Rationale

Resilience and adaptation to the climate crisis is a critical issue for developing and least developed countries (LDCs), threatening hard-won growth and limiting poverty reduction efforts.

UN Capital Development Fund unlocks finance for resilience building at the local level, enabling communities and their local governments to find immediate and practical solutions to the negative impacts of climate change with LoCAL+.

Subnational finance

As part of the UNCDF 2026 – 2029 Strategic Framework, UNCDF is committed to supporting local governments, cities, municipalities and non-state actors to access capital for resilience and local infrastructure services in the pursuit of localized prosperity.

Local governments have the potential to play a decisive role in building resilience to climate change, because they are:

1. Responsible for many of the services most impacted by climate change, such as:

water infrastructure, including drainage, harvesting, storage, irrigation
land use planning and construction regulation, such as zoning and building standards enforcement
infrastructure and public goods such as markets or local roads that provide the foundation for local economic activity and micro- small- and medium-sized enterprises


2. Well positioned to understand the diversity and complexity of local realities as well as to identify the needs and priorities of local communities in developing responses.

  • Local governments have the legitimacy and convening power to coordinate, co-finance and interact with stakeholders that include national-level institutions, local departments, civil society organizations, the private sector and local communities.
  • Local governments actions can complement and magnify central government responses to the climate change challenge.

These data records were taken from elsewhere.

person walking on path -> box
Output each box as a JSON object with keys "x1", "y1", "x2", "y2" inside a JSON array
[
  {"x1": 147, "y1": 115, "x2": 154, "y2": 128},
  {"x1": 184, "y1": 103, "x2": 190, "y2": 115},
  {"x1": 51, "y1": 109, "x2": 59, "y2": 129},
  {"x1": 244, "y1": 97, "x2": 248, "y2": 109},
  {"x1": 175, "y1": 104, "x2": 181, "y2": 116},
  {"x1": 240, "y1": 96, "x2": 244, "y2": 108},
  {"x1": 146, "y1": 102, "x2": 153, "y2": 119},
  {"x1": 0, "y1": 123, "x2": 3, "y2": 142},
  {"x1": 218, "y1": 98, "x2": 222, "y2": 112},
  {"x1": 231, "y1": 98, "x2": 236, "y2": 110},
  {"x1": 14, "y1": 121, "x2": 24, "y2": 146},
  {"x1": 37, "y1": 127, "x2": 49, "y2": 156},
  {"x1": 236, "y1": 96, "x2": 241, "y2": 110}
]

Yet local governments in Least Developed Countries, Small Island Developing States and many African Nations face multiple obstacles to delivering on this potential, such as:

  • limited budgets that reduce their ability to cover the additional costs of climate change adaptation
  • central government usually controls budgetary allocations for climate change–related expenditures
  • fiscal transfers from national governments are typically earmarked for recurring expenditures, which leaves little room for discretionary capital investment at the local level

UNCDF is building on decades of experience in sub-national finance to unlock the potential of local governments and build resilient local economies.